MRC Global is the largest provider of valves connecting pipelines to refineries and power stations. Almost all of these valves are purpose-built, so there's no off the shelf solution and they're expensive. MRC recently announced a big increase in their order backlog and, although I wish the stock was cheaper, I'm comfortable holding it long term.
I built my MRC position in two stages. I was worried it was getting away from me so bought a half position at $31 (U.S.) even though it was expensive. I added the second half at $26 and it's currently $32.15.
The other buy for the year was a corporate bond issue of U.S. miner Southern Copper Corp. The idea arose from a Bank of America trade idea that I wrote about in August.
With the Southern Copper bond, I was able to lock in an annual U.S. yield of just under 5 per cent until 2022. In addition, the price of the bond is 2.2 per cent higher than when I bought it, and I also got a nice bump from the 4 per cent appreciation of the U.S. dollar against the loonie (since August). I can collect the yield here while waiting for a U.S. housing recovery to push Southern Copper's earnings growth higher.
I sold biotech company Celgene Corp. for a sweet double but left a humiliating amount of money on the table. I bought Celgene at just over $50 in 2011 after writing a long research report on the sector in my previous life. I sold it this spring for $112, only to see it jump to $160.

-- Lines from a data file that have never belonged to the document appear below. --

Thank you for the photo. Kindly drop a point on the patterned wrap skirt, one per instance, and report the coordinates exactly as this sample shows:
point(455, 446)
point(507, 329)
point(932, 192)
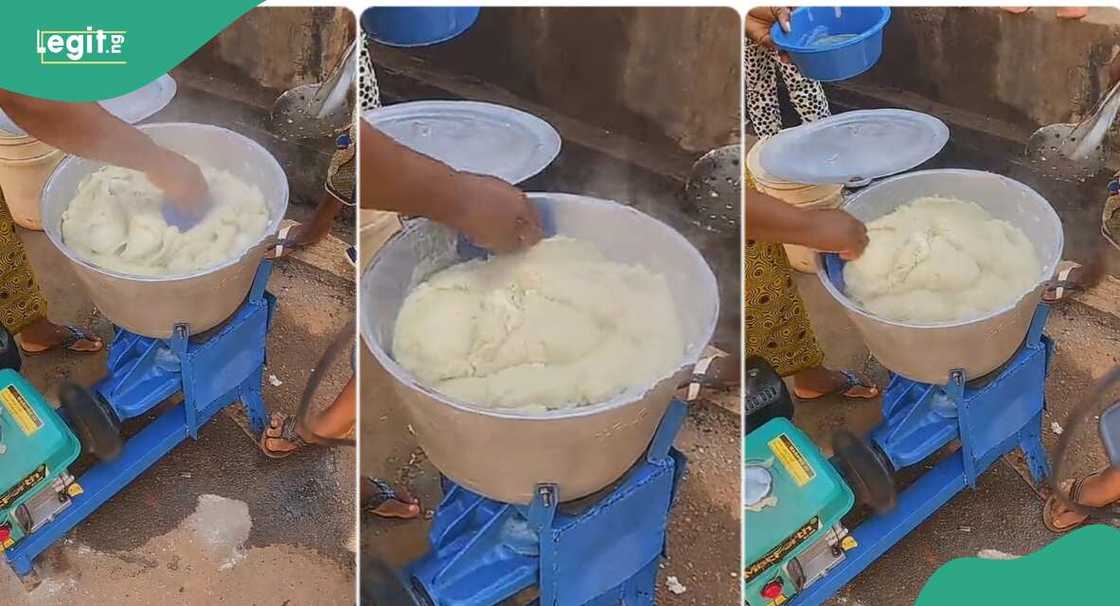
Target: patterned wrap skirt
point(776, 325)
point(21, 303)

In 2014, I'm hoping for a U.S. market correction so I can buy General Electric Co. In addition to the reasons I expressed in a blog post, GE is at the forefront of a revolution in new, freakishly innovative materials like graphene that few investors are aware of yet.
I do own a bunch of Canadian companies but all of the action this year was south of the border. In case you're wondering if I'm hiding my mistakes, a long-term position in telecom equipment maker Juniper Networks Inc. remains the bane of my investing existence. I still can't believe the company hasn't benefited from an annual doubling in mobile internet data traffic.
I like my new investment style much more than the old trade-heavy one. The lower amount of activity allows me to think hard about things rather than react too quickly to the market and wind up taking a beating.
At this point, I follow the health of my individual themes and don't really care what the market does in any given year. I find this a less stressful existence that so far has paid off in performance.